Tuesday, 30 April 2024

Dutch microbiologist, professor Gertjan Medema, has been awarded the prestigious Lee Kuan Yew Water Prize 2024 for his work on virus detection in wastewater during the Covid-19 pandemic. 

Wastewater epidemiology 

The award recognises Professor Medema’s work in water quality and health during the Covid-19 pandemic. With his team he recognised the need for early detection and monitoring of wastewater samples to test for the virus. 

His methods allowed detection within communities before they were officially reported through clinical testing.

The work was immediately influential, with his first publication on virus detection in wastewater being cited more than 1400 times and with more than 34000 views between 2020 and 2023, and established water-based epidemiology as a tool for public health surveillance. 


Global surveillance of disease spread within communities

Professor Medema’s work on wastewater epidemiology has led to his role advising the World Health Organization (WHO) on microbiological drinking water guidelines and Quantitative Microbial Risk Assessment (QMRA); SARS, Water, Sanitation & Hygiene (WASH); and wastewater surveillance. 

He also advises the European Commission on the EU Drinking Water Directives and water reuse guidelines. 

During the pandemic Medema was directly involved in approximately 30 per cent of the wastewater Covid testing initiatives globally, which involved 72 countries and 4000 sites. 

As the world braces itself for the next pandemic, wastewater epidemiology is now a more established tool for public health surveillance to spot outbreaks and monitor the spread of viruses.


What is the Lee Kuan Yew Water Prize?

The prize is given during Singapore International Water Week and honours ‘outstanding contributions by individuals or organisations towards solving the world’s water challenges by developing or applying innovative technologies, policies or programmes which benefit humanity’.

It was first awarded in 2008 and was named after Singapore’s first prime minister, Lee Kuan Yew, whose leadership is credited with enabling the country to attain a sustainable water supply.
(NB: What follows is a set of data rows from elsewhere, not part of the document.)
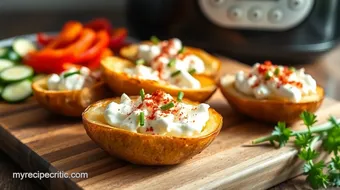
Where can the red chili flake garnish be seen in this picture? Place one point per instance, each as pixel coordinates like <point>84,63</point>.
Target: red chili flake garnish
<point>267,63</point>
<point>257,83</point>
<point>149,129</point>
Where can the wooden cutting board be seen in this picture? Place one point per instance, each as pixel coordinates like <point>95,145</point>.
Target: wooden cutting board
<point>41,141</point>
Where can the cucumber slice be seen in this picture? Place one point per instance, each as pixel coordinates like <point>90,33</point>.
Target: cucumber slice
<point>17,92</point>
<point>16,73</point>
<point>37,77</point>
<point>4,64</point>
<point>23,46</point>
<point>4,53</point>
<point>13,56</point>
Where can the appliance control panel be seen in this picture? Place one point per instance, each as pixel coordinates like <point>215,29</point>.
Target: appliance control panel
<point>256,14</point>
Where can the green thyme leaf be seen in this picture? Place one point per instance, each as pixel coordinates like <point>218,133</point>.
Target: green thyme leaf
<point>142,94</point>
<point>141,119</point>
<point>309,119</point>
<point>303,140</point>
<point>281,133</point>
<point>308,154</point>
<point>332,142</point>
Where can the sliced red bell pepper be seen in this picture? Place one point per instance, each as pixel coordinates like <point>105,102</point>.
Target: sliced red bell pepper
<point>99,24</point>
<point>52,60</point>
<point>118,37</point>
<point>70,32</point>
<point>44,39</point>
<point>95,63</point>
<point>102,41</point>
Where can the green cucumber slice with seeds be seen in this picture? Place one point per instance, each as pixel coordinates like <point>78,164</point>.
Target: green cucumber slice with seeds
<point>38,77</point>
<point>4,53</point>
<point>5,64</point>
<point>23,46</point>
<point>13,56</point>
<point>16,73</point>
<point>17,91</point>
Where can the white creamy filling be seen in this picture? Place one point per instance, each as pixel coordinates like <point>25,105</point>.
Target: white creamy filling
<point>255,84</point>
<point>188,120</point>
<point>71,82</point>
<point>159,64</point>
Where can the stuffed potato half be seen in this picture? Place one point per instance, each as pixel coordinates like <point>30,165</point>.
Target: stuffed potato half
<point>147,149</point>
<point>120,82</point>
<point>269,110</point>
<point>212,63</point>
<point>69,102</point>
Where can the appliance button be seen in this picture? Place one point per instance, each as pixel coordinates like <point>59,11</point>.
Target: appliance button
<point>296,4</point>
<point>275,15</point>
<point>235,13</point>
<point>216,3</point>
<point>255,14</point>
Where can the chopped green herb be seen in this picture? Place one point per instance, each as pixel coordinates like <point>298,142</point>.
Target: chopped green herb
<point>292,69</point>
<point>180,96</point>
<point>140,62</point>
<point>305,140</point>
<point>155,40</point>
<point>175,73</point>
<point>181,50</point>
<point>142,94</point>
<point>167,106</point>
<point>277,71</point>
<point>171,63</point>
<point>71,73</point>
<point>141,119</point>
<point>192,71</point>
<point>268,75</point>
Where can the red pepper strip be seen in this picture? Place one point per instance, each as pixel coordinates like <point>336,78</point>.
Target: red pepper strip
<point>84,41</point>
<point>44,39</point>
<point>118,38</point>
<point>99,24</point>
<point>51,61</point>
<point>102,41</point>
<point>95,63</point>
<point>70,32</point>
<point>45,64</point>
<point>67,66</point>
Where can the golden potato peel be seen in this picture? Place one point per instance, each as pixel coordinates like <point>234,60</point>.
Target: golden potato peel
<point>69,102</point>
<point>146,149</point>
<point>212,63</point>
<point>120,82</point>
<point>270,110</point>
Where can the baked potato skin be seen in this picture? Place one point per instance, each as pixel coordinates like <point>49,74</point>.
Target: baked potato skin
<point>270,111</point>
<point>145,149</point>
<point>120,82</point>
<point>212,63</point>
<point>69,103</point>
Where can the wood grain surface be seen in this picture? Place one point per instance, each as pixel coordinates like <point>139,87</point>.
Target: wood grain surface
<point>41,141</point>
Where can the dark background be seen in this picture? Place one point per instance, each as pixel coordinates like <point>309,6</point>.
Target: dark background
<point>19,17</point>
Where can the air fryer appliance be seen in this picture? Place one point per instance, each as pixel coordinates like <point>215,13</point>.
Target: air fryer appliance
<point>288,31</point>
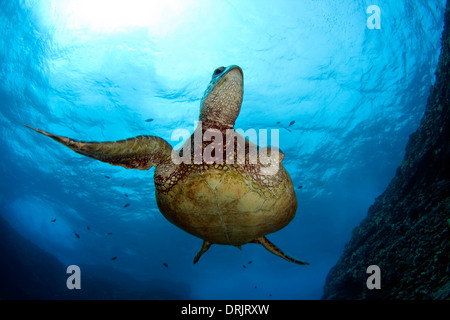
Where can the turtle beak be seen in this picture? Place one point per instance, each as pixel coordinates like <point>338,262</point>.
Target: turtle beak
<point>222,100</point>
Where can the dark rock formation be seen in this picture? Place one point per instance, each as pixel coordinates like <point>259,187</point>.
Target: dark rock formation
<point>406,232</point>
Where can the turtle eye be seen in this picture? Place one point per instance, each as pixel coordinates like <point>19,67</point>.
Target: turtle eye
<point>218,71</point>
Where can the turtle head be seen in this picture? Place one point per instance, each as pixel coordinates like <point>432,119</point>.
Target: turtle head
<point>222,100</point>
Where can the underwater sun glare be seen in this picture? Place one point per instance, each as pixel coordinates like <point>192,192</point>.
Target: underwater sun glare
<point>114,15</point>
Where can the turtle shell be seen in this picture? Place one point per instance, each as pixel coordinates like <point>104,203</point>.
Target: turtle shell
<point>227,205</point>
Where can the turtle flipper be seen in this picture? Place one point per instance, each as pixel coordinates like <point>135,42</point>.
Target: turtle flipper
<point>205,246</point>
<point>275,250</point>
<point>142,152</point>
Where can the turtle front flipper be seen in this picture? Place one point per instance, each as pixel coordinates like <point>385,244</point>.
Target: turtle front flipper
<point>275,250</point>
<point>142,152</point>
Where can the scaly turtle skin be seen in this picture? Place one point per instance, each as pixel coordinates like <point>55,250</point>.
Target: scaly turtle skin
<point>230,200</point>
Professor Medema said of the award: “It is my great honour and privilege to receive the distinguished Lee Kuan Yew Water Prize. This award is a recognition of the innovative use of wastewater as a data source for trends in COVID-19 circulation in our communities.

“I see it also as a recognition of the hard work of many people in the water sector globally, collecting COVID-19 data from wastewater to support our society’s response to the pandemic. 

“This tightens the connections between the water and health sectors. In the current post-pandemic world, wastewater monitoring is now firmly established as a tool for public health surveillance for an increasing number of diseases.”

Medema will be presented with his prize, which includes a cheque worth just over €206,000, a certificate and a gold medal, by Singapore’s president Tharman Shanmugaratnam during the country’s International Water Week.